Belief  /  Origin Story

The War on Christmas

A brief history of the Yuletide in America.

The War on Christmas is a meme, a political cudgel that is itself real, but no one is scheming to abolish our yuletide celebrations. Yet there once was a real war on Christmas, and one of my ancestors was directly involved. William Luddington left the village of Turvey, in Bedfordshire, England, in the 1630s and immigrated to the Massachusetts Bay Colony, where he settled in Charlestown, now a part of Boston. The reasons for his departure from England are unclear, but likely one of them was his disagreement with those who wanted to celebrate Christmas. Luddington was emphatically against it.

He was born into the Church of England in 1611, and his father was a warden in Turvey’s Parish Church, known as All Saints. Perhaps Luddington’s piety exceeded his father’s, at least in his own eyes, or maybe, at the age of 25, he simply had more energy than his father to leave England behind and start over in a new land. Either way, Charlestown, where Luddington settled in the New World, was a godly town full of like-minded Christians, John Winthrop among them.
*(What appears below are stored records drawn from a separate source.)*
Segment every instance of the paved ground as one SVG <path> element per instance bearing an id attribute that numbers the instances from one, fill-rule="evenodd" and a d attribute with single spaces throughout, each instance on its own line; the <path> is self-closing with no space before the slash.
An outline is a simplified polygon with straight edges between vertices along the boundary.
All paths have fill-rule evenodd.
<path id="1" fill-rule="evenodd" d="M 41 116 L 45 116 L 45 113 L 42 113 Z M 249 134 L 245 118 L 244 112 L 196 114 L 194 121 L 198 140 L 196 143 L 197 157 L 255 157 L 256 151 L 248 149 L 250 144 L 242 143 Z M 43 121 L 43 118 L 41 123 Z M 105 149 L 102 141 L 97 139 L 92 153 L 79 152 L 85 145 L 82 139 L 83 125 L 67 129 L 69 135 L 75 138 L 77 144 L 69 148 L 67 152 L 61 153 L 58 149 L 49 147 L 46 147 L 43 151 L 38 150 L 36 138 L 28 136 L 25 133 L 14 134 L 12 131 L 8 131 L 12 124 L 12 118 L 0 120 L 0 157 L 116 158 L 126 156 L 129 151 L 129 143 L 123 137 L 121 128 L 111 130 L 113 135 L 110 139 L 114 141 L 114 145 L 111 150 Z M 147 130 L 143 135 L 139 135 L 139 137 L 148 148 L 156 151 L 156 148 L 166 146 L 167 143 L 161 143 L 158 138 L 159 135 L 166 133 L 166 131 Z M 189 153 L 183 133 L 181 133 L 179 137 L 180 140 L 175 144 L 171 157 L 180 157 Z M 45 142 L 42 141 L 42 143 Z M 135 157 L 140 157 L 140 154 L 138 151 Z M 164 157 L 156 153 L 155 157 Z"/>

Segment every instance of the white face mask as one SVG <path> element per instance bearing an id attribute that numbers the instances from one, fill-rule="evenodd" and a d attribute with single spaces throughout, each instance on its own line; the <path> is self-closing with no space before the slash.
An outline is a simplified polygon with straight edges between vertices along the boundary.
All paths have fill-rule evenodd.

But eventually even Charlestown was not godly enough for Luddington, who moved on to the New Haven Colony in 1660. New Haven had been founded by English settlers from the Massachusetts Bay Colony who believed that Boston had been ruined by commerce. In their eyes, Boston had squandered the opportunity to become the Christian “City Upon a Hill” of which Winthrop had dreamt; in fact, their “New Haven” for God’s chosen people, was purposely located so as not to take full advantage of the magnificent natural harbor, and thereby keep its citizens’ minds on what truly mattered.

To put all this in more familiar terms, Luddington was a Puritan, someone who believed that the Anglican Church needed to be purified of its Roman Catholic vestiges. Bishops, therefore, were to be abolished from the church hierarchy; elaborate priestly vestments had to be jettisoned in favor of plain black garments; making the sign of the cross could not be tolerated; and Christmas had to be outlawed. Yes, the Puritans, whom we collectively celebrate every Thanksgiving, and whom some see as the very founders of what would become the United States, detested Christmas. It was, after all, a Mass for Christ, an early church ceremony that had been invented in order to Christianize the raucous Roman holiday of Saturnalia. Add candle lighting, caroling, and wassailing (toasting and drinking to someone’s health, repeatedly)—all common practices at Christmastide (the 12 days from Christmas until Epiphany) that had survived the Reformation in England, and Puritans saw a clear-cut case of papist idolatry. It’s no wonder that righteous Puritans like Luddington would have wanted to get away from England and go to a place where almost everyone agreed that December 25 was just another gray, winter day.